Abstract:Percentage thinking, i.e., assessing quantities as parts per hundred, spread from Roman tax ledgers to modern algorithms. Building on Simon Stevin's La Thiende (1585) and the 19th-century metrication that institutionalized base-10 measurement (Cajori, 1925), this article traces how base-10 normalization, especially the 0-1 percentage scale, became a shared language for human and machine understanding. We retrace 1980s efforts at UW-Madison and UNC Chapel Hill to "percentize" variables to make regression coefficients interpretable, and relate these experiments to established indices, notably the Pearson (1895) correlation r (range -1 to 1) and the coefficient of determination r-squared (Wright, 1920). We also revisit Cohen et al.'s (1999) percent of maximum possible (POMP) metric. The lineage of 0-100 and 0-1 scales includes Roman fiscal practice, early American grading at Yale and Harvard, and recurring analyses of percent (0-100) and percentage (0-1, or -1 to 1) scales that repeatedly reinvent the same indices (Durm, 1993; Schneider and Hutt, 2014).

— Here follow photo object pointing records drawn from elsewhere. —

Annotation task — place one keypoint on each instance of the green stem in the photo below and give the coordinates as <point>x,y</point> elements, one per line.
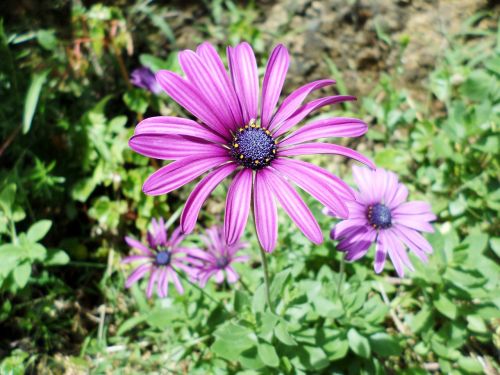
<point>204,292</point>
<point>264,261</point>
<point>266,277</point>
<point>341,275</point>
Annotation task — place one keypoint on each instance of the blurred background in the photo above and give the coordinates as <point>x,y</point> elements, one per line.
<point>426,74</point>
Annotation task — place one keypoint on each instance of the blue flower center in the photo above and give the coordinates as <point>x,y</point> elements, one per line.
<point>222,262</point>
<point>253,147</point>
<point>379,216</point>
<point>163,258</point>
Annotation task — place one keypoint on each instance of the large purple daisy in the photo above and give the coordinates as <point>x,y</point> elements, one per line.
<point>381,214</point>
<point>234,138</point>
<point>161,259</point>
<point>219,257</point>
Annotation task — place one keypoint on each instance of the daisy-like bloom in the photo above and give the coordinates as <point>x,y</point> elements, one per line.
<point>381,215</point>
<point>233,138</point>
<point>161,259</point>
<point>219,257</point>
<point>144,77</point>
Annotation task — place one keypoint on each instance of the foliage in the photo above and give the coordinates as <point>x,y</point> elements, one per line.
<point>69,181</point>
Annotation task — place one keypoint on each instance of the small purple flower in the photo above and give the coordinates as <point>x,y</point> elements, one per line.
<point>253,148</point>
<point>161,259</point>
<point>144,77</point>
<point>218,258</point>
<point>381,214</point>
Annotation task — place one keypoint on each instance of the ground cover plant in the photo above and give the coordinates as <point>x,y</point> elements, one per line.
<point>75,224</point>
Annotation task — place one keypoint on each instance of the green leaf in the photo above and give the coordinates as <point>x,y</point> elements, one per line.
<point>38,230</point>
<point>281,333</point>
<point>136,100</point>
<point>22,274</point>
<point>259,299</point>
<point>385,344</point>
<point>47,39</point>
<point>32,97</point>
<point>7,197</point>
<point>471,365</point>
<point>446,307</point>
<point>476,324</point>
<point>56,257</point>
<point>268,355</point>
<point>358,343</point>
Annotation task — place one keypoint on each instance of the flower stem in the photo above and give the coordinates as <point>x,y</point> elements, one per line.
<point>341,274</point>
<point>266,277</point>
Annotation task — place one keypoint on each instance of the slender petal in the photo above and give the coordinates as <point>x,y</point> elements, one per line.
<point>274,78</point>
<point>137,245</point>
<point>215,65</point>
<point>308,180</point>
<point>179,173</point>
<point>326,128</point>
<point>325,148</point>
<point>200,193</point>
<point>245,77</point>
<point>167,125</point>
<point>138,273</point>
<point>307,108</point>
<point>266,215</point>
<point>294,206</point>
<point>199,74</point>
<point>238,205</point>
<point>295,99</point>
<point>380,254</point>
<point>188,96</point>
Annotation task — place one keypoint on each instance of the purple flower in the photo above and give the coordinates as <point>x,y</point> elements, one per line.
<point>381,214</point>
<point>144,77</point>
<point>234,138</point>
<point>161,259</point>
<point>218,258</point>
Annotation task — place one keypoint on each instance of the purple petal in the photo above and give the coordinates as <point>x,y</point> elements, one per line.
<point>172,147</point>
<point>216,67</point>
<point>295,99</point>
<point>204,80</point>
<point>161,283</point>
<point>331,127</point>
<point>179,173</point>
<point>364,179</point>
<point>232,276</point>
<point>188,96</point>
<point>400,195</point>
<point>134,258</point>
<point>167,125</point>
<point>138,274</point>
<point>393,253</point>
<point>294,206</point>
<point>245,79</point>
<point>200,193</point>
<point>137,245</point>
<point>306,109</point>
<point>175,279</point>
<point>266,215</point>
<point>325,148</point>
<point>238,205</point>
<point>308,180</point>
<point>274,78</point>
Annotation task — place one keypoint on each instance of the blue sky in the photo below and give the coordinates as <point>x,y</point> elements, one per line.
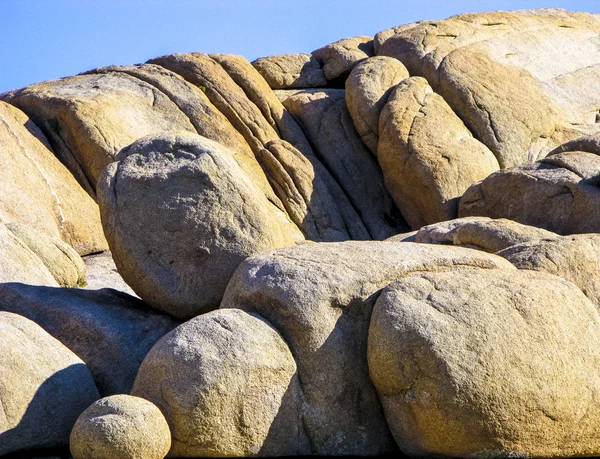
<point>48,39</point>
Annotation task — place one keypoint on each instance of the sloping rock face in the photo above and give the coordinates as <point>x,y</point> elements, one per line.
<point>38,191</point>
<point>110,331</point>
<point>319,297</point>
<point>487,364</point>
<point>180,215</point>
<point>44,387</point>
<point>523,82</point>
<point>227,385</point>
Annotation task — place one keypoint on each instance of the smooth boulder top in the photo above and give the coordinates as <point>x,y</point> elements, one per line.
<point>180,215</point>
<point>319,297</point>
<point>38,191</point>
<point>43,387</point>
<point>120,427</point>
<point>484,363</point>
<point>227,384</point>
<point>110,331</point>
<point>482,233</point>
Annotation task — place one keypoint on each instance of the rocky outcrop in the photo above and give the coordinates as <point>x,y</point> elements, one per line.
<point>487,364</point>
<point>287,71</point>
<point>121,427</point>
<point>560,193</point>
<point>428,157</point>
<point>523,81</point>
<point>319,297</point>
<point>481,233</point>
<point>38,191</point>
<point>227,385</point>
<point>180,215</point>
<point>110,331</point>
<point>43,387</point>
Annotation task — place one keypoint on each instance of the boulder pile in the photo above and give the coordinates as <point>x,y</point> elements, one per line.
<point>390,245</point>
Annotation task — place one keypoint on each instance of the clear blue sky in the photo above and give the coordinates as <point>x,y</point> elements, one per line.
<point>48,39</point>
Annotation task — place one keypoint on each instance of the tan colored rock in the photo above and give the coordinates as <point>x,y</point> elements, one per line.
<point>559,193</point>
<point>324,117</point>
<point>319,297</point>
<point>63,262</point>
<point>481,233</point>
<point>88,119</point>
<point>367,90</point>
<point>487,364</point>
<point>339,58</point>
<point>121,427</point>
<point>19,263</point>
<point>43,387</point>
<point>102,273</point>
<point>227,384</point>
<point>428,157</point>
<point>38,191</point>
<point>110,331</point>
<point>180,215</point>
<point>522,81</point>
<point>311,197</point>
<point>574,258</point>
<point>283,71</point>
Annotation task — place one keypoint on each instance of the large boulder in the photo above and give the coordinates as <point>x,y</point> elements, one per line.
<point>428,156</point>
<point>180,215</point>
<point>63,262</point>
<point>319,297</point>
<point>339,58</point>
<point>88,119</point>
<point>522,81</point>
<point>110,331</point>
<point>19,263</point>
<point>487,364</point>
<point>574,258</point>
<point>310,195</point>
<point>367,90</point>
<point>44,387</point>
<point>227,384</point>
<point>286,71</point>
<point>560,193</point>
<point>121,427</point>
<point>324,117</point>
<point>482,233</point>
<point>37,191</point>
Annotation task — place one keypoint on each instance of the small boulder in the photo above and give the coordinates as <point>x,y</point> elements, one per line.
<point>121,427</point>
<point>227,384</point>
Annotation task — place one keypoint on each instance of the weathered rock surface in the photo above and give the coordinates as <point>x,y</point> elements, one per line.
<point>38,191</point>
<point>110,331</point>
<point>43,387</point>
<point>102,273</point>
<point>19,263</point>
<point>311,197</point>
<point>560,193</point>
<point>180,215</point>
<point>481,233</point>
<point>121,427</point>
<point>367,90</point>
<point>428,157</point>
<point>574,258</point>
<point>319,297</point>
<point>88,119</point>
<point>63,262</point>
<point>227,384</point>
<point>522,81</point>
<point>286,71</point>
<point>487,364</point>
<point>324,117</point>
<point>339,58</point>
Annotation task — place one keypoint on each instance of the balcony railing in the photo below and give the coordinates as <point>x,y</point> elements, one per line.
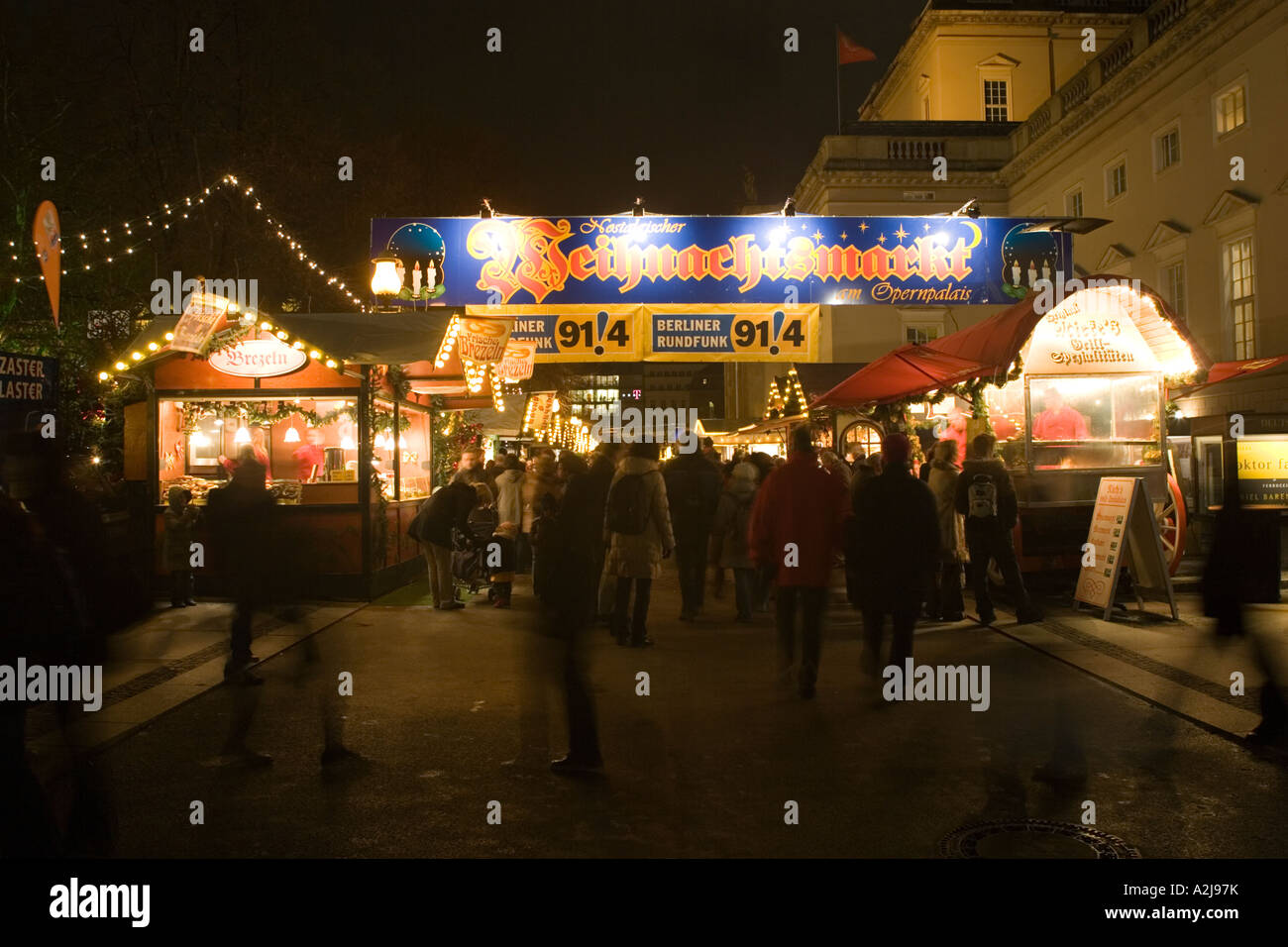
<point>1166,17</point>
<point>913,150</point>
<point>1159,18</point>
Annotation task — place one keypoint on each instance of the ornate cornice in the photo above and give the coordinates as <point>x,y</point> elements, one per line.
<point>930,20</point>
<point>1142,67</point>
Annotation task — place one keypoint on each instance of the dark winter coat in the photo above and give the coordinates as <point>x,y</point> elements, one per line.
<point>640,556</point>
<point>900,528</point>
<point>1008,508</point>
<point>692,492</point>
<point>803,504</point>
<point>447,509</point>
<point>732,513</point>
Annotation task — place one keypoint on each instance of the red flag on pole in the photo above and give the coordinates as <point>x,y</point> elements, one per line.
<point>848,51</point>
<point>50,250</point>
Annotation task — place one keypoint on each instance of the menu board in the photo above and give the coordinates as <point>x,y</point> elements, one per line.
<point>1124,532</point>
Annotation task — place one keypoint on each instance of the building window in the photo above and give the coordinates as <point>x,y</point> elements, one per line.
<point>1232,110</point>
<point>995,101</point>
<point>921,333</point>
<point>1073,202</point>
<point>1116,179</point>
<point>1173,286</point>
<point>1240,295</point>
<point>1167,150</point>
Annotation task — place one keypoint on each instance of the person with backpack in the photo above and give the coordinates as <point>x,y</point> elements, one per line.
<point>638,530</point>
<point>729,535</point>
<point>896,515</point>
<point>692,491</point>
<point>986,496</point>
<point>797,528</point>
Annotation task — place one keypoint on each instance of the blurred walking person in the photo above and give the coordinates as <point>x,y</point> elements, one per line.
<point>180,517</point>
<point>945,600</point>
<point>729,536</point>
<point>986,497</point>
<point>797,528</point>
<point>445,510</point>
<point>572,541</point>
<point>638,528</point>
<point>896,515</point>
<point>1229,583</point>
<point>243,518</point>
<point>692,492</point>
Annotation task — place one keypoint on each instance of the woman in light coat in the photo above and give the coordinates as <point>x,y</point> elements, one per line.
<point>947,603</point>
<point>539,483</point>
<point>509,492</point>
<point>636,558</point>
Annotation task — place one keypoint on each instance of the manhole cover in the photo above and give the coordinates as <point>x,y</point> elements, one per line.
<point>1033,838</point>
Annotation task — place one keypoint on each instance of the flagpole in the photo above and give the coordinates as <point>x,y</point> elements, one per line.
<point>836,58</point>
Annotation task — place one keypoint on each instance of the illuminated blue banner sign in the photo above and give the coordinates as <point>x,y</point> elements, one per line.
<point>772,261</point>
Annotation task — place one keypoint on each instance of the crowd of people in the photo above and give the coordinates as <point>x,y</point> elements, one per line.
<point>593,534</point>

In data mining and machine learning, min-max normalization maps any feature to [0, 1] (i.e., 0-100%), equalizing scale ranges and implied units across percentized variables, which improves comparability of predictors. Under the percentage theory of measurement indices, equality of units is the necessary and sufficient condition for comparing indices (Cohen et al., 1999; Zhao et al., 2024; Zhao and Zhang, 2014). Seen this way, the successes of machine learning and artificial intelligence over the past half century constitute large-scale evidence for the comparability of percentage-based indices, foremost the percentage coefficient (bp).